The civil rights movement has come a long way since the 1950s, but we still have a ways to go to achieve true equality.
Daniel Gill has been helping to open young minds as a teacher for the past 52 years. He grew up in New York City and began his career there before moving to Glenfield Middle School in Montclair, New Jersey. From the moment he started at Glenfield, he became instrumental in desegregating the school to make it inclusive for people of all ethnicities.
Dan has always been a champion for civil rights because he grew up witnessing the ugly effects of segregation and prejudice. That’s why he keeps an empty chair in his classroom, and every year when he teaches his lesson around Martin Luther King Jr.’s birthday, he tells his students why.

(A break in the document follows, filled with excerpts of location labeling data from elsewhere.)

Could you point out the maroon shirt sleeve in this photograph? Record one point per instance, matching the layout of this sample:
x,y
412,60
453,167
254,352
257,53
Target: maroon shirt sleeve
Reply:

In the 1950s, 9-year-old Dan was invited to a birthday party in his New York City apartment complex. He and his friend Archie, who was Black, showed up at the party with presents, excited to see their friends, but the birthday boy’s mother met them at the door. She told Dan that he could come in, but that there “weren’t enough chairs” for Archie to attend.
Dan offered to sit on the floor so they both could go to the party, but she said no. The boys were devastated when they realized that “not enough chairs” meant that a Black child was not welcome in her home. They both left in tears, and the feeling stuck with Dan for his whole life.
“We need to be a class of opportunity,” Dan explained about his own classroom. “Archie was denied the opportunity to go to the birthday party because of a bias the woman had.”
Dan says that students tend to learn through symbols, so he keeps the chair there to remind them that everyone is welcome in his classroom.
“It’s a reminder that they can do better — better academically, socially, and emotionally — but also to make people feel welcome and make this a better place to live,” he said.
Dan will retire from teaching after the 2022-2023 school year, but he’s taking his message of inclusion and acceptance to an even larger audience. At a recent literary festival he pitched a book idea called “No More Chairs” to publishers. Although Archie passed away in 2021, Dan has reached out to his family.
“I hope it imparts to kids how they can be better and how they can treat people better,” he says of the upcoming book. “I hope they will be decision-makers in their own class.”
It’s amazing how such a simple symbol can convey so much. Dan’s story is powerful, and it reminds us that we are all responsible for making the people around us feel welcome, comfortable, and equal.